Genuine disagreements still happen, and they need a resolution path rather than a coin flip. The standard high-stakes pattern is adjudication: a senior reviewer resolves edge-case conflicts, and the most rigorous version pairs double-blind labeling with a third-expert tie-break, again per Taskmonk. Crucially, every adjudicated case should feed back into the guidelines so the same disagreement does not recur — adjudication that does not update the spec is just expensive patching.
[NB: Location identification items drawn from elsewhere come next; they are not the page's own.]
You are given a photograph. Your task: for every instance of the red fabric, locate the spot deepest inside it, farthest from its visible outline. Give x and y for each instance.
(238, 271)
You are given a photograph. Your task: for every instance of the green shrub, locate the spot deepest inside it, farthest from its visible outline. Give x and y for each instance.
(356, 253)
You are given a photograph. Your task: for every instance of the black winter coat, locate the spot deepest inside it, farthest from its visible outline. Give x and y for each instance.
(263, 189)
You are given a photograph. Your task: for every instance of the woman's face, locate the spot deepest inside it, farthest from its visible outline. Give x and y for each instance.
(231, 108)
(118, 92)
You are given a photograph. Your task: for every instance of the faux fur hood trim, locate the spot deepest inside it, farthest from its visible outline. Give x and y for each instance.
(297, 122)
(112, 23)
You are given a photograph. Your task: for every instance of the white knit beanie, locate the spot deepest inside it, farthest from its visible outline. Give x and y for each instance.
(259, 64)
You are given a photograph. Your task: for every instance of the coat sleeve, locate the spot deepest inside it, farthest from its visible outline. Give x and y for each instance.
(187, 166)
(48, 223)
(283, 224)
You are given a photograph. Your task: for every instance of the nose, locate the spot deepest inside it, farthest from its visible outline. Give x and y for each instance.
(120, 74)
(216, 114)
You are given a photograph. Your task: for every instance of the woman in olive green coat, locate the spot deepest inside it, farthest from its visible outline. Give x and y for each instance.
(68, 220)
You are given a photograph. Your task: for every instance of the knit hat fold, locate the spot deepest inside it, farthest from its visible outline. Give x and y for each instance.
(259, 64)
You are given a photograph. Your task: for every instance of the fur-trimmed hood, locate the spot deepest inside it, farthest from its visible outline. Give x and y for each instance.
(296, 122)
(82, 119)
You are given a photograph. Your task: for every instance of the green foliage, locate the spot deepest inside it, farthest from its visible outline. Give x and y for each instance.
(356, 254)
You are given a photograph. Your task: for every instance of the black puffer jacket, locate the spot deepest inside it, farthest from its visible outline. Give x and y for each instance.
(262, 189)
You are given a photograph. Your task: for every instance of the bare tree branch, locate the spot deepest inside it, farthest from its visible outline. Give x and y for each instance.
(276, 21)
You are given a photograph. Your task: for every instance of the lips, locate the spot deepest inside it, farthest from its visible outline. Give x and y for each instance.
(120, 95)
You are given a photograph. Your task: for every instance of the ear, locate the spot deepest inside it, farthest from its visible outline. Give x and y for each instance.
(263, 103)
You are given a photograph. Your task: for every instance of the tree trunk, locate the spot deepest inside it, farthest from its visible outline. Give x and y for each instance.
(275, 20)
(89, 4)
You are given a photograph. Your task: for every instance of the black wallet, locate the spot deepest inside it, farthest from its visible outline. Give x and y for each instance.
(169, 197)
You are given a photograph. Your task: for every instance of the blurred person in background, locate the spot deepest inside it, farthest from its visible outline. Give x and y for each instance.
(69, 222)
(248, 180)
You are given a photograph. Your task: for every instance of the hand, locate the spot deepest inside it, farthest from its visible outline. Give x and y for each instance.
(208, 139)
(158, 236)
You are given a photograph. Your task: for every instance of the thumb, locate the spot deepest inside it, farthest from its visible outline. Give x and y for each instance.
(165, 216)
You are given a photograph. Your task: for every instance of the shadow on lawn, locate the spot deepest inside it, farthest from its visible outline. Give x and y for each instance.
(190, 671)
The timing matters as much as the mechanism. Measure agreement early and continuously — after the first few hundred annotations, not only at project end — so you can correct course while correction is still cheap, as Number Analytics recommends. Tooling makes this practical: open-source platforms like Label Studio implement Krippendorff’s alpha natively, Prodigy from the spaCy team uses active learning to surface the most uncertain examples, and commercial platforms such as SuperAnnotate, Labelbox, and Encord bundle gold-set monitoring with live agreement dashboards. Treat these as examples of the category, not a ranking — the right tool is the one whose agreement metric matches your rater setup.

Flowchart from annotation guidelines and gold-standard sets through inter-annotator agreement scoring to adjudication and label quality
Guidelines and gold sets feed the workflow; agreement metrics measure it; adjudication closes the loop back into the guidelines.
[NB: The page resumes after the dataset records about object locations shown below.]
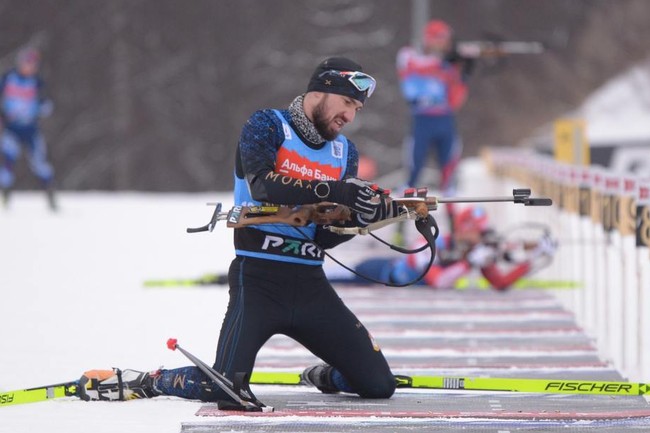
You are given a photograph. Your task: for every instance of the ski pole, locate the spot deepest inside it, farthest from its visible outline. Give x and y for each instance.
(245, 398)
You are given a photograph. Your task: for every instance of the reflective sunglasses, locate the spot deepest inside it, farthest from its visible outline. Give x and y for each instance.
(360, 80)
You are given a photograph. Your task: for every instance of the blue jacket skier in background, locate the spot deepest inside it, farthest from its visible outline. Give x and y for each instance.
(433, 83)
(277, 284)
(22, 104)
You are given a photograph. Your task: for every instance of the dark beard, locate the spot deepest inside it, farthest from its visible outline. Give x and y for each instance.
(320, 123)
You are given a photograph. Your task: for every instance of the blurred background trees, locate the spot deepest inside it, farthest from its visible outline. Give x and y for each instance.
(151, 94)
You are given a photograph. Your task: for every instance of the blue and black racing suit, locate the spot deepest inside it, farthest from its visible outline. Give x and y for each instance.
(277, 282)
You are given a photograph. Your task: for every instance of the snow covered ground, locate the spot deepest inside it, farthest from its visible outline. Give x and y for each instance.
(73, 300)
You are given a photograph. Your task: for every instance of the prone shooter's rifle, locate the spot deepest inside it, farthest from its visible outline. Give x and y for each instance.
(415, 205)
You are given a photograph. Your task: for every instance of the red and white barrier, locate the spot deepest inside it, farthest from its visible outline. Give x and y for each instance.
(602, 222)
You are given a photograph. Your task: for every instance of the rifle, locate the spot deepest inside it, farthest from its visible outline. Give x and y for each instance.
(483, 49)
(415, 205)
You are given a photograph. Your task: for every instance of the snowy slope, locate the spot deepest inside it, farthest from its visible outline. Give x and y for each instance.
(73, 300)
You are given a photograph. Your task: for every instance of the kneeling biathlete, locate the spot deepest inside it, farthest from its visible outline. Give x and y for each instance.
(277, 284)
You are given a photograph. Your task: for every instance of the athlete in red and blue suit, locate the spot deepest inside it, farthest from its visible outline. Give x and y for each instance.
(22, 105)
(435, 90)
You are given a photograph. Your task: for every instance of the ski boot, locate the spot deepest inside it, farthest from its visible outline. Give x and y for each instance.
(117, 385)
(319, 376)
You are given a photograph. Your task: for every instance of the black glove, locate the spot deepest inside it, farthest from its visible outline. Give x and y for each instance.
(386, 209)
(354, 193)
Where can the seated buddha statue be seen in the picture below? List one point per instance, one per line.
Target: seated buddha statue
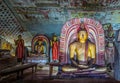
(82, 52)
(40, 48)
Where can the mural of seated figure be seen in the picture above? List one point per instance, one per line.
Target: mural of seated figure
(40, 48)
(82, 52)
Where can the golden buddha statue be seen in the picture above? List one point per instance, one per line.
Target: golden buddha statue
(82, 52)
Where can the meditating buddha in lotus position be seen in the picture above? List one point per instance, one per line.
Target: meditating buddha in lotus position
(82, 52)
(40, 48)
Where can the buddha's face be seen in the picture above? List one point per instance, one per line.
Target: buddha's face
(83, 36)
(40, 42)
(19, 37)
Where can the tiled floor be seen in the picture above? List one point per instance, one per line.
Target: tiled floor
(41, 76)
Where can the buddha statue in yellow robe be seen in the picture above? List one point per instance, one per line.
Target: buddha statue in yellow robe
(82, 52)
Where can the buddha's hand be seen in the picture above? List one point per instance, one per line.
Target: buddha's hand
(83, 66)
What Agreement Scores Predict

Once you read kappa as chance-corrected signal rather than raw match rate, it becomes a predictive instrument for the health of your dataset. The mechanism turns into expectations you can act on:

  • If your raw agreement is high but kappa is low, expect a class imbalance problem — one label dominates, and your annotators are agreeing mostly by default.
  • If kappa drops suddenly mid-project, expect a guideline gap that a new slice of data just exposed; an edge case arrived that the spec never named.
  • If one annotator’s gold-set accuracy diverges from the group, expect drift in that individual’s interpretation, not a flaw in the data.
  • If you switched from two annotators to a team and your kappa “improved,” check that you also switched metrics — comparing Cohen’s kappa to Fleiss’ kappa across phases compares two different instruments.

Rule of thumb: A score you cannot act on is decoration; measure agreement early, route disagreements back into the guidelines, and the next round’s kappa rises on its own.

When it breaks: On heavily imbalanced datasets, kappa becomes unstable and can read as low even when annotators genuinely agree on the rare class that matters most — the prevalence effect means a single metric can mislead, and you may need to inspect per-class agreement rather than trusting one aggregate number.

The Data Says

Inter-annotator agreement is not a grade you collect at the end; it is a feedback signal you wire into the labeling process from the first batch. Raw agreement flatters skewed data, so chance-corrected metrics — Cohen’s kappa for two raters, Fleiss’ kappa for fixed teams, Krippendorff’s alpha for everything messier — are what separate reliable ground truth from confident noise. Guidelines raise agreement, gold sets verify it, and adjudication resolves what remains. The math only tells you where to look.